Thursday, February 19, 2015

Jessica's Lemon Meringue Pie Filling

Filling:
1 c. sugar
2 T. flour
4 T. cornstarch
1/4 t. salt
1 1/4 c. water
1/2 c. lemons (usually 3)
lemon zest...I usually zest 1-2 of the lemons before squeezing
4 egg yolks, beaten
2 T. butter

Meringue:
4 egg whites
6 T. white sugar

Directions:
(with this recipe, it goes really fast, so have all ingredients ready before you start!)In a saucepan, combine 1 c. sugar, flour, cornstarch, salt. Mix in water, juice and zest. Cook over medium high, stirring often, until is boils. Stir in butter. Place egg yolks in small bowl and gradually whisk in 1/2 c. hot sugar mixture. Whisk this mixture back into your saucepan. Bring to a boil, stirring constantly until thick. Pour filling into a baked shell.

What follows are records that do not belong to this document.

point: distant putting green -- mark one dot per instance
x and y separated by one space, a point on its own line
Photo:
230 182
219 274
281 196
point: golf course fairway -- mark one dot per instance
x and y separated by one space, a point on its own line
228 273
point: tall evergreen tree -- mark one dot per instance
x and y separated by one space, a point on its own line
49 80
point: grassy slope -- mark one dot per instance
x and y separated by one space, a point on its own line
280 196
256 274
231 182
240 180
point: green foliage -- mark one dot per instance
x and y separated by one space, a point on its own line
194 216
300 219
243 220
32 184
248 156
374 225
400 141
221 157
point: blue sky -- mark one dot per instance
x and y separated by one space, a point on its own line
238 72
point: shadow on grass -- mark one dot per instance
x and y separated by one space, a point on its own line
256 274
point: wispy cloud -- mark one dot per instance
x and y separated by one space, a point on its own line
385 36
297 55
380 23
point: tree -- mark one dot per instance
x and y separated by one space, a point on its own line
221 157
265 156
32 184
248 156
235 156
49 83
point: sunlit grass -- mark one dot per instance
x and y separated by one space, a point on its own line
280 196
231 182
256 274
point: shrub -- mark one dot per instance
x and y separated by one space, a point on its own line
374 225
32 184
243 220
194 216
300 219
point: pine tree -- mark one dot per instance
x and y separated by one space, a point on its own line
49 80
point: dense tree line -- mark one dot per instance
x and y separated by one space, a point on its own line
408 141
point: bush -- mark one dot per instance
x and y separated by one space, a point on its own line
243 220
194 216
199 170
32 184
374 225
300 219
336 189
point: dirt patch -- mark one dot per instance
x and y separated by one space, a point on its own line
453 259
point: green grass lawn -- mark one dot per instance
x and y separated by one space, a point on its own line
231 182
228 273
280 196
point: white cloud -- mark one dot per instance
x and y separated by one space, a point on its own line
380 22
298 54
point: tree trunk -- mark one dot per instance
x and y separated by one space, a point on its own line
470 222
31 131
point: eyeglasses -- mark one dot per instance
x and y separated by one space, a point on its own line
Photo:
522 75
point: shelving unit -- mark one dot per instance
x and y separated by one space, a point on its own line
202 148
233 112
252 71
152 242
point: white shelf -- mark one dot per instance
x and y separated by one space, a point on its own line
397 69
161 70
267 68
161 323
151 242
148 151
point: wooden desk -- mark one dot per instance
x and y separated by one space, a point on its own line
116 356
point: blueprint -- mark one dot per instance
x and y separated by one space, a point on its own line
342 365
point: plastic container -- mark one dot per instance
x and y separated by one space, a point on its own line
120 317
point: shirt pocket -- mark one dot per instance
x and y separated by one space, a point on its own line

Then whip egg whites until very stiff (you cannot get a stiff egg white if any fats--like egg yolk--come into contact with the whites, so be very careful and rinse beater extremely well, if you've used it for anything else.). Add the 6 T. of sugar while you are beating the whites. Place on top of filling, sealing edges and making the meringue stand up in foamy waves (everyone is very impressed with this!). Bake at 350 degrees for 10 minutes, until the meringue begins to brown.